Ik vang de matroos, die nogal terneergeslagen is tengevolge van de zeer brute en weinig tactvolle manier van optreden van de kapitein, op en vraag hem inzage van zijn plattegrond. Hieruit blijkt, dat het gebouw van de "Eerste Nederlandsche" door onze mannen is bezet, de omliggende straten zijn gebarricadeerd met versterking aan de Singel, de E.M.F. de Victoria in onze handen zijn en het Wilgenbosch is afgesloten.
Hiervan is me niets medegedeeld!! Er wordt gekankerd over het gebrek aan inlichtingen, die toch zo bijzonder belangrijk zijn. (opmerking auteur: Het ontvangen rechter flankvuur van gisteren bij de opmars naar de spoorbrug, werd afgegeven door de mannen van het Detachement Plasschaert, vanuit de bovenzaal van de "Victoria". De bewegingen van Beernink waren niet tijdig bekend met het noodlottige gevolg, dat eigen mensen werden beschoten. De goed gemaskeerde mitrailleuropstelling, die Beernink gedurende enkele uren heeft geobserveerd en beschoten, vanaf de Weeskinderendijk, was dezelfde als zo-even genoemd. Plasschaert wist toen weer niets van de volgende aanval! Dergelijke misverstanden waren schering en inslag.)

Ik verzeker de matroos, wiens naam ik niet ken, dat zijn bevindingen uitermate belangrijk zijn en ben hem daarvoor erg dankbaar. Gelukkig slaag ik erin het vertrouwen van de man te winnen en spoor hem aan zoveel mogelijk inlichtingen te verzamelen.
In de loop van de dag bied ik kapitein Crok vele malen aan met mijn Torpedisten. versterkt met zijn Pontonniers, nogmaals een aanval te doen op de spoorbrug, aangezien ik kans zie deze met een goed georganiseerde aanval in bezit te nemen. Het voorterrein is veilig gesteld en aangezien ik in de gunstige omstandigheid verkeer Dordtenaar te zijn en naar mijn mening ter plaatse bekend, is goede kans van slagen niet denkbeeldig.
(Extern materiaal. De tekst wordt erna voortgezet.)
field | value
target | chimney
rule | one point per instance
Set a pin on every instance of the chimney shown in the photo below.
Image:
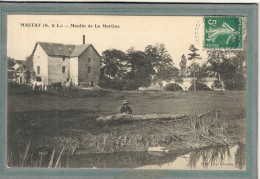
(83, 39)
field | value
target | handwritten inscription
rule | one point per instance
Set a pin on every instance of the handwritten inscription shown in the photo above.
(47, 25)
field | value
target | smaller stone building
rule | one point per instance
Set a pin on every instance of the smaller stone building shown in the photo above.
(55, 62)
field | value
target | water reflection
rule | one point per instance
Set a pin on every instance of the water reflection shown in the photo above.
(240, 156)
(212, 158)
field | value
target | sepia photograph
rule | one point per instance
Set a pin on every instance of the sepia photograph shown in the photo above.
(127, 92)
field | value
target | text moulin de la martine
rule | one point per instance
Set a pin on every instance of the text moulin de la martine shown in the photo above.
(71, 25)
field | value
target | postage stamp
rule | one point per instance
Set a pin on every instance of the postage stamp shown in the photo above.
(150, 93)
(223, 32)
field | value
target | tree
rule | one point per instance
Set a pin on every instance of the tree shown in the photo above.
(183, 65)
(113, 63)
(162, 63)
(193, 56)
(140, 68)
(27, 76)
(230, 67)
(10, 63)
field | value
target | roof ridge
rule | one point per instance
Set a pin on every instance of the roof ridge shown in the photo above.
(55, 43)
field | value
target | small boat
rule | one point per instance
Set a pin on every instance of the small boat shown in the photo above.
(157, 149)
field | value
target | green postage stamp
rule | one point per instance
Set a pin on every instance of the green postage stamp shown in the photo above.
(117, 90)
(222, 32)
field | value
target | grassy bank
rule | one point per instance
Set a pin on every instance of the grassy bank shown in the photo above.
(45, 125)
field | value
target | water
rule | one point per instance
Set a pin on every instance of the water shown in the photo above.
(212, 158)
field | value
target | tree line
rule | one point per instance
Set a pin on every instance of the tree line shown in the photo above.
(134, 68)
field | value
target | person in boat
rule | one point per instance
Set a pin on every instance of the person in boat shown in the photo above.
(125, 108)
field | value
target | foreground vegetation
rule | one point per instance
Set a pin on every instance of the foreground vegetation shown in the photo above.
(43, 126)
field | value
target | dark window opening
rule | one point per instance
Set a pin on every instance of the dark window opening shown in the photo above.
(63, 69)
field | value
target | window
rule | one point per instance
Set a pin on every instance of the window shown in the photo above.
(63, 69)
(38, 70)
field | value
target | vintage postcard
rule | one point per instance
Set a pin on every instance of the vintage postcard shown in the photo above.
(139, 92)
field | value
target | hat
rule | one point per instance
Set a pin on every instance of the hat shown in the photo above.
(125, 102)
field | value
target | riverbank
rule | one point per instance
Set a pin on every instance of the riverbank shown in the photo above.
(44, 126)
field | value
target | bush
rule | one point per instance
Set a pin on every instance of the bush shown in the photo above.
(118, 84)
(172, 87)
(12, 85)
(217, 84)
(200, 87)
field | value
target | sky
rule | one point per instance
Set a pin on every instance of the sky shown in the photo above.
(176, 32)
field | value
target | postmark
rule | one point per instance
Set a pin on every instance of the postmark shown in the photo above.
(221, 32)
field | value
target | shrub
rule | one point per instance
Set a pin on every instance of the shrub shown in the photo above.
(200, 87)
(172, 87)
(217, 84)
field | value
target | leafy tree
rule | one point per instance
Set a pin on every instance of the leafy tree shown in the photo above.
(183, 65)
(141, 68)
(134, 68)
(193, 56)
(230, 67)
(113, 63)
(162, 63)
(27, 76)
(10, 63)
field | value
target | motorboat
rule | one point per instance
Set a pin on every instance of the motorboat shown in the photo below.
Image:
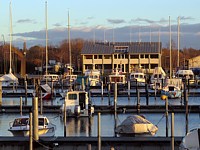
(77, 104)
(138, 77)
(136, 125)
(173, 88)
(93, 77)
(191, 140)
(20, 126)
(157, 78)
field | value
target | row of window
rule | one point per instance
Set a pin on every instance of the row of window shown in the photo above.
(123, 56)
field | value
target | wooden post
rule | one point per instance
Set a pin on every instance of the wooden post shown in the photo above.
(99, 131)
(172, 131)
(101, 90)
(21, 106)
(30, 132)
(166, 113)
(35, 118)
(129, 89)
(65, 119)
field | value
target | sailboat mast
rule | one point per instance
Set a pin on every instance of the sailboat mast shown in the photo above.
(70, 61)
(46, 39)
(178, 41)
(170, 49)
(10, 70)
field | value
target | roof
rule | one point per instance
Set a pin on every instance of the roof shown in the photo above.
(133, 47)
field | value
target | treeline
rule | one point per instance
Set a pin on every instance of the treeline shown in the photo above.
(36, 56)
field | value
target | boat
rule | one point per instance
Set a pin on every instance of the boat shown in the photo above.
(186, 75)
(77, 104)
(138, 77)
(172, 88)
(136, 125)
(46, 92)
(157, 78)
(20, 126)
(191, 140)
(93, 77)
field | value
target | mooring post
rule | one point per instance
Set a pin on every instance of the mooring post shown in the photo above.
(101, 90)
(35, 118)
(115, 97)
(25, 83)
(0, 93)
(138, 102)
(186, 113)
(99, 131)
(147, 92)
(21, 106)
(41, 103)
(109, 93)
(30, 131)
(166, 113)
(129, 89)
(65, 119)
(172, 131)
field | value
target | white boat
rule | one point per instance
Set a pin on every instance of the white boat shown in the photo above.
(157, 78)
(172, 88)
(20, 126)
(191, 140)
(139, 77)
(185, 75)
(93, 77)
(136, 125)
(77, 104)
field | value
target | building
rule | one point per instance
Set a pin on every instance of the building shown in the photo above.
(125, 55)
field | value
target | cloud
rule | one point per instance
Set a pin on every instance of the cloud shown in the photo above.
(115, 21)
(26, 21)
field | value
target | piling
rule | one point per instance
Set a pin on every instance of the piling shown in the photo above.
(147, 93)
(138, 102)
(109, 94)
(99, 131)
(0, 93)
(65, 119)
(115, 97)
(30, 132)
(21, 106)
(166, 113)
(101, 90)
(25, 84)
(172, 131)
(186, 113)
(129, 89)
(35, 118)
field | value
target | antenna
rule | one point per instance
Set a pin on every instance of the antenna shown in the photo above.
(10, 70)
(170, 48)
(46, 38)
(178, 40)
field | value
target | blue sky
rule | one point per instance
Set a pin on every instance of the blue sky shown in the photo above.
(100, 20)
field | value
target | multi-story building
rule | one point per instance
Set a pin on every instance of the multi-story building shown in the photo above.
(125, 55)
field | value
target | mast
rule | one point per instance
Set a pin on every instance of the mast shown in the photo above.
(178, 41)
(46, 38)
(10, 70)
(170, 48)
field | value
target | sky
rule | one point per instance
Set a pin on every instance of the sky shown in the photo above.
(105, 20)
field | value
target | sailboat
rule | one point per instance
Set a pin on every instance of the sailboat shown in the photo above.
(9, 79)
(173, 86)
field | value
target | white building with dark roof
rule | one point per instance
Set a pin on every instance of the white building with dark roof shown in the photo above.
(124, 55)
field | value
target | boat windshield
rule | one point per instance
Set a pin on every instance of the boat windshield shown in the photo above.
(20, 122)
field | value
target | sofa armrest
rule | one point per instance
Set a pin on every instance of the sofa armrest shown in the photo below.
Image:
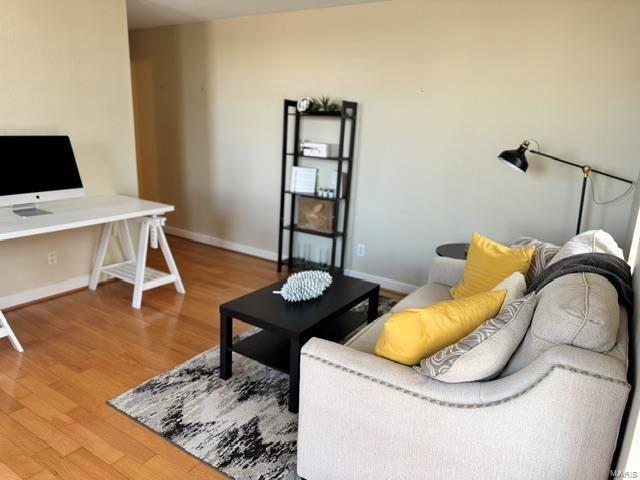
(354, 406)
(478, 394)
(446, 271)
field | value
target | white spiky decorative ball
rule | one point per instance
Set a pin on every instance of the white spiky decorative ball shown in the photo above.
(305, 285)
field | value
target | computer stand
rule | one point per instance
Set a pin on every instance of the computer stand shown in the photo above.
(28, 210)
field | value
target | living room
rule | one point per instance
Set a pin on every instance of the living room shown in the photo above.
(186, 120)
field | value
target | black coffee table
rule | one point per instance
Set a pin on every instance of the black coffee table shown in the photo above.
(287, 326)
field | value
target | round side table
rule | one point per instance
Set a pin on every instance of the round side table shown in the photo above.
(453, 250)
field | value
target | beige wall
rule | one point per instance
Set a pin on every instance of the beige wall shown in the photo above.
(630, 437)
(444, 85)
(65, 70)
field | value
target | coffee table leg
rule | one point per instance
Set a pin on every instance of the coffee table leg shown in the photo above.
(226, 323)
(294, 375)
(373, 305)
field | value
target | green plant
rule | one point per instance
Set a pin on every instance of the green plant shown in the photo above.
(324, 104)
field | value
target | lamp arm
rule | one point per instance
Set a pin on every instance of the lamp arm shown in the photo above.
(581, 167)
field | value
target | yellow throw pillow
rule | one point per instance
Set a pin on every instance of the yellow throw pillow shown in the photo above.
(488, 263)
(416, 333)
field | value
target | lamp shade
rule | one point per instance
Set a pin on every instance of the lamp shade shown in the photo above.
(516, 159)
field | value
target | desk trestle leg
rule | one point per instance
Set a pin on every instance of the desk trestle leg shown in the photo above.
(134, 269)
(5, 331)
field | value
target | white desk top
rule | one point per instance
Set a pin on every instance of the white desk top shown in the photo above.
(76, 213)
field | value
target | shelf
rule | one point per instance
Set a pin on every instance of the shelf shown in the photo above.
(322, 115)
(273, 350)
(267, 348)
(295, 228)
(344, 159)
(311, 195)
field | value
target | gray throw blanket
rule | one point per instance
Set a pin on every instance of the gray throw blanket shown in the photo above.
(614, 269)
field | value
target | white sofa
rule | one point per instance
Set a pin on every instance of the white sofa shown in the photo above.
(365, 417)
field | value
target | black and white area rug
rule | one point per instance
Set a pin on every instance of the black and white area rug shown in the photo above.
(240, 426)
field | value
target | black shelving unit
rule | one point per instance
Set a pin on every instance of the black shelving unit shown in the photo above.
(346, 121)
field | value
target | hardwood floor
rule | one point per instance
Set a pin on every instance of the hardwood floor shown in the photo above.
(84, 348)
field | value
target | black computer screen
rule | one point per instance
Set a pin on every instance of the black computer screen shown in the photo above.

De wil is er en de geest onder de mannen is nog goed te noemen. Tot driemaal toe weigert Crok en deelt me mee eerst op orders hiervoor te moeten wachten. De vierde en laatste keer stuurt hij zijn manschappen (150) in plaats van naar voren te gaan naar achteren, om het Bos te zuiveren. Hij zegt me dat de Duitsers op komst zijn! Mijn plan wordt hiermee opnieuw terzijde geschoven en de tijd verstrijkt. In het Bos worden wederom geen Duitsers aangetroffen, hoe men ook zoekt.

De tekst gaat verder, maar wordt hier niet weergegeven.